Alright! Now you are ready to take action. No matter at what level your programming or biology knowledge is, completing that first course is a must. Upon completion, you will have a very good idea about the field and you will have a lot of pointers and suggestions (the course provides them) about where to go next and what bioinformatics problems are available for you to work on. You will be ready to take your next step, a full 7-module course from the same team is a good one. Also, additional statistics and algorithms courses and books are advised which we will discuss in the following section.
Part 6: Additional resources
Our plan of action as outlined above, is a strong entry point into the field of bioinformatics. While it will provide you with all the necessary information and a good understanding of the field, you will need to take the next step. If you want to be able to write a good, fast, and clean code, you will need to invest your time into reading books about object-oriented programming, algorithms, data structures, etc.
A full, 7-module Bioinformatics course does a very good job in explaining biology concepts, so you might be able to follow it without an extra biology course or a book. You might also want to take a course in statistics, graph theory, and algorithms. I have listed other free resources you can look at after you have completed our main plan of action. Make sure you join a few related communities, BioStar is an amazing forum.
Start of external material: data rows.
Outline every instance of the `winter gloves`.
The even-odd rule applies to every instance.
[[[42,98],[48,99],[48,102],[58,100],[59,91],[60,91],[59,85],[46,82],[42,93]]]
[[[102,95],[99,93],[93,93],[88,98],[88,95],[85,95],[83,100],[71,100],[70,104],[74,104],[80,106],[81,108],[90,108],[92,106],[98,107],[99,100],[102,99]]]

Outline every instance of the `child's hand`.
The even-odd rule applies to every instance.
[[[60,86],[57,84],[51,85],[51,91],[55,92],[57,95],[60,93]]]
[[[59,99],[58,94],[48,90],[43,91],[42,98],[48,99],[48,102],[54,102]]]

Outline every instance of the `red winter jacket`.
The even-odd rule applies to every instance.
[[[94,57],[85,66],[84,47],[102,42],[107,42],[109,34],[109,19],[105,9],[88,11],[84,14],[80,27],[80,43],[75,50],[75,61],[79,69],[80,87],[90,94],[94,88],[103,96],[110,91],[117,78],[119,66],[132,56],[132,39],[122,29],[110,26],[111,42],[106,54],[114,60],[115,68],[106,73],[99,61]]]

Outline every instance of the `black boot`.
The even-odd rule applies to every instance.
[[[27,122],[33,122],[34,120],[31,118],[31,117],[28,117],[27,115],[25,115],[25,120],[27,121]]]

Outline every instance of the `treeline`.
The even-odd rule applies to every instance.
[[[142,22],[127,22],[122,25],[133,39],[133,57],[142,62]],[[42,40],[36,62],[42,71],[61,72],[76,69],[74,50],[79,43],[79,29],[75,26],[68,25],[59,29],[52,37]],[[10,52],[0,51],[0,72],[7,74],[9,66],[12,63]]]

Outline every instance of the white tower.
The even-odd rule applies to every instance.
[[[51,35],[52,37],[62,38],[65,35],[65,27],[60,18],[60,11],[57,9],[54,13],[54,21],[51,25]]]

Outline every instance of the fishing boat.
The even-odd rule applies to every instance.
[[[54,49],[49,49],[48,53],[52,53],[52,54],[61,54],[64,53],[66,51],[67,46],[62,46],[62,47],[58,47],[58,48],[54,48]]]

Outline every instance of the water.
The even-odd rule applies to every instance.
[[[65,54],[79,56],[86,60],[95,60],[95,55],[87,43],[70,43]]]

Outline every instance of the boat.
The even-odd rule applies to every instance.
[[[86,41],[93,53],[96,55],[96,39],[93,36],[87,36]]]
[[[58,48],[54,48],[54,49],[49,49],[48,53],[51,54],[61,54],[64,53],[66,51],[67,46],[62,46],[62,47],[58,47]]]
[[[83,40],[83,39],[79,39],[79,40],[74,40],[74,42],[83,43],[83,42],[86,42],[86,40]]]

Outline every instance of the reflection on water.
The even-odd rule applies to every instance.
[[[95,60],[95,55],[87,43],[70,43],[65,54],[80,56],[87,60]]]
You can also join our Telegram/Matrix chats to discuss and get help with bioinformatics.
- Free Introduction course: https://www.coursera.org/learn/bioinformatics
- Full, 7 course specialization: https://www.coursera.org/specializations/bioinformatics
- Rosalind bioinformatics challenges (part of both courses above): http://rosalind.info/
- My Bioinfromatics YouTube channel: https://www.youtube.com/c/rebelCoderBio/videos
- Free Biology course: https://www.edx.org/course/introduction-to-biology-the-secret-of-life-3
Extra free courses:
- A free Python book in PDF and some other formats: https://www.py4e.com/book
- Corey Schafer’s Beginners Python course: https://www.youtube.com/watch?v=YYXdXT2l-Gg&list=PL-osiE80TeTskrapNbzXhwoFUiLCjGgY7
- Corey Schafer’s OOP Python videos: https://www.youtube.com/watch?v=ZDa-Z5JzLYM&list=PL-osiE80TeTsqhIuOqKhwlXsIBIdSeYtc
- Amazing bioinformatics forum: https://www.biostars.org/
- Bioinformatics Telegram/Matrix community (you can join either as they are linked): https://t.me/biocodex / Matrix
- HackerRank: https://www.hackerrank.com/domains/python
Important Python books to take your Python skills to the next level:
- Effective Python: 90 Specific Ways to Write Better Python. (Buy: US / UK)
- Python Algorithms: Mastering Basic Algorithms in the Python Language. (Buy: US / UK)
- Bioinformatics Algorithms: Design and Implementation in Python. (Buy: US / UK)
- Gene Analysis. (Buy: US / UK)
Books in this section are not free. I provided Amazon links, but you can probably find them second-hand on eBay. I have done that many times myself, I managed to find books, that cost $50 – $100 for as cheap as $5-$10 with delivery. Most of the people on eBay will ship all over the world.
I hope this article will help you to get started in the amazing field of bioinformatics, to choose a direction and start solving important problems.